何かを書き留める何か

数学や読んだ本について書く何かです。最近は社会人として生き残りの術を学ぶ日々です。

辞書のリストから重複した辞書を取り除く

困った時のitertools

Pythonにおいて、リストから重複を取り除く手段としてよく取り上げられるのが集合set()に渡して取り除く方法である。

>>> a = [1, 3, 2, 3, 6, 2, 5]
>>> a = list(set(a))
>>> a
[1, 2, 3, 5, 6]

この手法の欠点は、集合の要素はハッシュ可能である必要がある。 つまり、上記の例のようなintstrならば集合で十分目的を達成できるが、 リストや辞書のようなハッシュ可能ではないオブジェクトからなるリストの重複を取り除くには工夫が必要である。 直近の業務で遭遇したのがこのような状況である。

レシピを調べる

この手の「リスト全体をなめて云々」するケースでまず調べるべきモジュールはitertoolsモジュールである。 大抵のケースでモジュールのツールそのものか、ドキュメントのレシピ集にその答えがある。 今回のケースでは、レシピ集のunique_everseenで解決することがわかった。

以下は、unique_everseenを大いに参考にして実際に投入したヘルパー関数である。

from typing import List, Dict, Generator


def unique_dictionaries(list_of_dict: List[Dict]) -> Generator[Dict, None, None]:
    """辞書のリストから重複を取り除くジェネレータ"""
    seen = set()
    for element in list_of_dict:
        k = tuple(element.items())
        if k not in seen:
            seen.add(k)
            yield element

unique_everseenは任意のイテレータに対して動作するように書かれているが、今回は「辞書のリスト」とわかっているのでそれがわかるように単純化した。 また、「集合の要素はハッシュ可能」を踏まえ、辞書の中身をハッシュ可能なオブジェクトであるタプルに変換する処理を追加した。

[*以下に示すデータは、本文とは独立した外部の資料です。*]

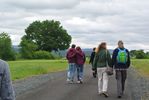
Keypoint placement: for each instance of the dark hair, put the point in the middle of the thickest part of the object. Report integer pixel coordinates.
(73, 46)
(78, 48)
(94, 49)
(101, 46)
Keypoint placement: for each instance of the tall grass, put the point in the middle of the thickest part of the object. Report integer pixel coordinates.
(142, 65)
(28, 68)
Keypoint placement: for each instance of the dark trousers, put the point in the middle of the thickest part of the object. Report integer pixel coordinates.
(121, 76)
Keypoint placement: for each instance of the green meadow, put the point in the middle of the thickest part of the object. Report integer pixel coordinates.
(142, 65)
(28, 68)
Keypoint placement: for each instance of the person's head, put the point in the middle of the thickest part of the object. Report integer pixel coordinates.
(78, 48)
(120, 44)
(73, 46)
(94, 49)
(103, 45)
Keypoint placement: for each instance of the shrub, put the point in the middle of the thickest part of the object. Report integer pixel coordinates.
(42, 55)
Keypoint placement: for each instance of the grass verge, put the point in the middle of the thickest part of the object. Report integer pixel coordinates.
(142, 65)
(28, 68)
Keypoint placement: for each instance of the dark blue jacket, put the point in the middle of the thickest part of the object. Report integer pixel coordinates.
(120, 65)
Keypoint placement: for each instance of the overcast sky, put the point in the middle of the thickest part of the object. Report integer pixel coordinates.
(89, 22)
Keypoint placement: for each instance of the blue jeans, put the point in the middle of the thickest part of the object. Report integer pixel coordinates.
(71, 71)
(80, 72)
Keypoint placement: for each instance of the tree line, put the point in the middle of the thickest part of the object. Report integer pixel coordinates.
(41, 37)
(139, 54)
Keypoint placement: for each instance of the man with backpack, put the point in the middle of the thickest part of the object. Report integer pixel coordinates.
(6, 89)
(121, 62)
(71, 57)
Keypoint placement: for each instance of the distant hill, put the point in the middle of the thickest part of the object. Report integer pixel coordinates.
(62, 53)
(87, 51)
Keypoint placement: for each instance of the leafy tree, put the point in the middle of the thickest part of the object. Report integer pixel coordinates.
(6, 51)
(48, 35)
(27, 48)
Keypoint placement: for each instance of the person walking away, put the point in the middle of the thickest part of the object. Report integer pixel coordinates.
(101, 61)
(6, 88)
(91, 62)
(121, 62)
(71, 57)
(80, 60)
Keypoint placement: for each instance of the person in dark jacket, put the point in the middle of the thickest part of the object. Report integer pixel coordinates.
(121, 62)
(80, 60)
(101, 61)
(6, 88)
(71, 57)
(91, 62)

>>> data = [{"a": 1, "b": 2}, {"a": 1, "b": 1}, {"a": 3, "b": 2}, {"a": 1, "b": 2}, {"a": 1, "b": 1}]
>>> assert list(unique_dictionaries(data)) == [{"a": 1, "b": 2}, {"a": 1, "b": 1}, {"a": 3, "b": 2}]  # should be True

重複という概念が成立するのであれば、個々のオブジェクトに応じて何かしらハッシュ可能なオブジェクトに変換する方法があるので応用範囲はそれなりに広いはずである。